Sigo oyendo tu carcajada, recordando tu sonrisa y tu mirada cuando
atento me escuchabas. No olvido que a veces te sentías orgulloso de mí y esa
sensación me encantaba. Te extraño, pero aún oigo tu voz y veo tu mirada llena
de bondad. Me acostumbré a tu risa contagiosa, me reía oyéndote, me encantaba
esa risa franca, auténtica, incontrolable. Me gustaba tenerte cerca porque todo
te parecía fácil, al menos nos hacías creer que así era. Sin dramas, sin
enredos, si salía mal se repetía, no pasaba nada. No pasaba hasta que
partiste. Lo más doloroso e
incomprensible, pero después del dolor intenso un día entendí, acepté.

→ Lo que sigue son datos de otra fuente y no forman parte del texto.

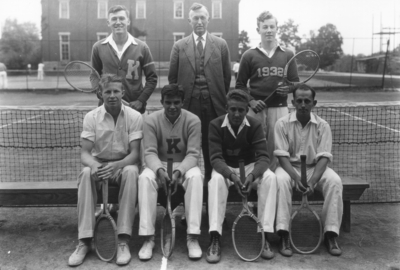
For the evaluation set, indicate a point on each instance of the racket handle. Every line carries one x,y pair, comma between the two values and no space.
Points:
241,170
170,163
303,170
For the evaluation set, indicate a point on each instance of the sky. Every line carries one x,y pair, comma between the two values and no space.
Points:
356,20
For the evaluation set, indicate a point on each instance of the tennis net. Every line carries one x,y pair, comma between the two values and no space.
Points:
43,144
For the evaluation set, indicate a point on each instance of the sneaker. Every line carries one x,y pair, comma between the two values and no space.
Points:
267,253
146,252
79,254
214,249
194,250
123,254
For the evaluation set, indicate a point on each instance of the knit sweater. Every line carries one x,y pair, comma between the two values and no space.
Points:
249,145
265,74
179,141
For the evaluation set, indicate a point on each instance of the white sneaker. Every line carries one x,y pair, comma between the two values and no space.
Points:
79,254
146,252
194,250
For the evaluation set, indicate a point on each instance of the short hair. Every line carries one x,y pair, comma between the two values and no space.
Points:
116,8
197,6
107,78
304,87
266,15
175,90
238,95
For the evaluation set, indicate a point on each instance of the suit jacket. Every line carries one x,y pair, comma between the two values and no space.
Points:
217,69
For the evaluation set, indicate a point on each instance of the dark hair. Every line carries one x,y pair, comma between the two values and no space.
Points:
107,78
238,95
175,90
265,15
305,87
116,8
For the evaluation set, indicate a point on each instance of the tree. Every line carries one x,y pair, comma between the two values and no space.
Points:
20,44
327,43
244,42
287,33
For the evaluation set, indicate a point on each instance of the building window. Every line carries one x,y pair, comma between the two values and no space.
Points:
217,10
102,35
178,10
64,9
102,9
178,36
140,9
64,46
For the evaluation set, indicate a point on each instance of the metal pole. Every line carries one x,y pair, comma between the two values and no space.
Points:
384,65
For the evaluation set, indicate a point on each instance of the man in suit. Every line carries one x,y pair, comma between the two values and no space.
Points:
201,64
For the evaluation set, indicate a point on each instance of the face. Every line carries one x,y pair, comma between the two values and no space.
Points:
236,110
112,94
199,19
303,102
118,22
172,106
267,29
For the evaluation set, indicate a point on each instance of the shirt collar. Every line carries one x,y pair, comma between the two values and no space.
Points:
204,36
293,118
110,40
228,125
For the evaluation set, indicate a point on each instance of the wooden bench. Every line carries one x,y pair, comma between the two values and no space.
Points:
65,193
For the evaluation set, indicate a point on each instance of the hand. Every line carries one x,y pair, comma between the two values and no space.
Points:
238,184
257,105
246,188
136,105
164,179
107,171
176,176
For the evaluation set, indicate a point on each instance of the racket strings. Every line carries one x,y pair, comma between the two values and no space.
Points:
105,239
305,230
247,238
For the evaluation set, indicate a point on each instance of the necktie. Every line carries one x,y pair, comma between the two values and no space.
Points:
200,45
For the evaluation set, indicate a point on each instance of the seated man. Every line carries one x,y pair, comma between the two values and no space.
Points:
232,137
304,133
171,133
110,138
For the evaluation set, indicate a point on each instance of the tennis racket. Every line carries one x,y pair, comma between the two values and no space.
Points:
247,232
305,224
168,222
306,63
83,77
105,231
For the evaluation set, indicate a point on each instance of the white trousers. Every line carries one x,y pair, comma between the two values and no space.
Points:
331,187
268,118
218,189
192,182
3,80
126,179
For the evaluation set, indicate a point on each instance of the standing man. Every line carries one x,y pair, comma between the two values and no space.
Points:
3,76
235,136
304,133
110,152
128,57
171,133
201,64
263,66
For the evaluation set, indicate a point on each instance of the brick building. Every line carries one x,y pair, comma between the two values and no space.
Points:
71,27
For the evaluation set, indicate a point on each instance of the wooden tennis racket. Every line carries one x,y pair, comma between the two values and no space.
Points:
83,77
305,224
247,232
168,221
306,63
105,231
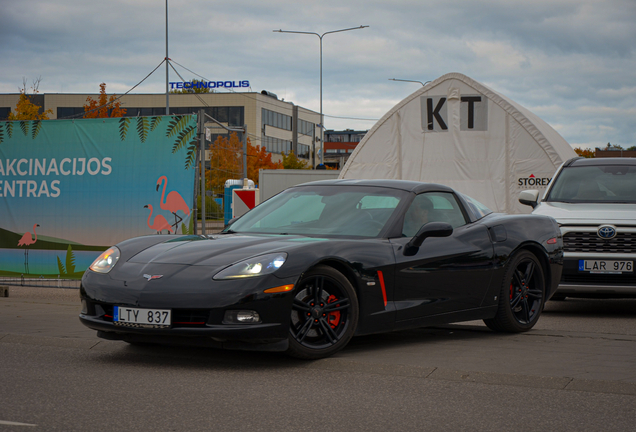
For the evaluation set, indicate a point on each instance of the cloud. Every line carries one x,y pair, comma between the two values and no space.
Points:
569,61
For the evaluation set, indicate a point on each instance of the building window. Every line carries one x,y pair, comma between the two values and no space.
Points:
306,128
275,145
277,120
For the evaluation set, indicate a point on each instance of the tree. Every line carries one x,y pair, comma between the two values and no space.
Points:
27,110
226,162
588,153
104,106
291,161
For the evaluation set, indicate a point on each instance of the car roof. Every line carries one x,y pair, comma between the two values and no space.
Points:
406,185
600,161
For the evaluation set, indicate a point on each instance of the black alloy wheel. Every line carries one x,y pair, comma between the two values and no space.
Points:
522,294
324,314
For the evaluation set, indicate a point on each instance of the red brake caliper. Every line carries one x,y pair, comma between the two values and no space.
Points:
333,318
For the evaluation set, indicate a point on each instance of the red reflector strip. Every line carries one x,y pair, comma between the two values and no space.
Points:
381,277
282,288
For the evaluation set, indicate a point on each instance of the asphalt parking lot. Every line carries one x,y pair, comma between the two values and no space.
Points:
587,345
576,370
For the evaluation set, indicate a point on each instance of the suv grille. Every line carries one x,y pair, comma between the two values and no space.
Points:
590,242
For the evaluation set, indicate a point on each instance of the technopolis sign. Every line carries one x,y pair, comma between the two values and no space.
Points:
208,84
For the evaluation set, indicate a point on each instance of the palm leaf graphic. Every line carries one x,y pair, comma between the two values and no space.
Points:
184,137
177,124
154,123
60,266
35,129
142,128
192,154
124,122
70,260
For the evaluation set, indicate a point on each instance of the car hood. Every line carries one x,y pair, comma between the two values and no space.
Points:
217,251
586,213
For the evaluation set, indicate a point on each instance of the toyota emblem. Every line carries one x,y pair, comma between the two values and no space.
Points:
606,232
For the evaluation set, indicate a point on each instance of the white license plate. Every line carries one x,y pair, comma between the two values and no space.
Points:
606,266
141,317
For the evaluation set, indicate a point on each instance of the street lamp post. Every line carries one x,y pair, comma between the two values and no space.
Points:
322,120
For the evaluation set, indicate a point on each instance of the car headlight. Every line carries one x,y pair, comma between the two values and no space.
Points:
255,266
106,261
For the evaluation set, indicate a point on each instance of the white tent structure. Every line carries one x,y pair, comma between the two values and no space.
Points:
460,133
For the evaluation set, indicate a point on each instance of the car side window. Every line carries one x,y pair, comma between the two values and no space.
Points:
432,207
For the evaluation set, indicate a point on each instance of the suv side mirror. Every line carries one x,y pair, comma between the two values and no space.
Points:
529,197
431,229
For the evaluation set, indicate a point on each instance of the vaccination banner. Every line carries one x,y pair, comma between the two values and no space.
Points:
69,189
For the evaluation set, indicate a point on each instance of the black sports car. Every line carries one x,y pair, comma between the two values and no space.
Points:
321,262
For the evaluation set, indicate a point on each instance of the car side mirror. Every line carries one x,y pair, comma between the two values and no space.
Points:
431,229
529,197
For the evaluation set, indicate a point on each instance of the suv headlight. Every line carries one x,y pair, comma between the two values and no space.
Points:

Te recuerdo siempre, pá. No estás en esta dimensión desde hace
mucho, pero, a veces, me miro al espejo y te encuentro. Recuerdo tu infinita
capacidad para creer en mí, también eso me gustaba y aunque dudaba, ahora acudo
a ella. Tenías esa manera especial de alegrarte con nosotras, en tu silencio,
pero lleno de satisfacción por las cosas buenas, que para ti eran muchas.
Extraño esa envidiable simpatía que hacía que todos te quisieran y se
divirtieran contigo. No la heredé, está claro, pero otras cosas sí, y las que
todavía no, las sigo cultivando... aunque confieso que de la simpatía desistí
hace rato.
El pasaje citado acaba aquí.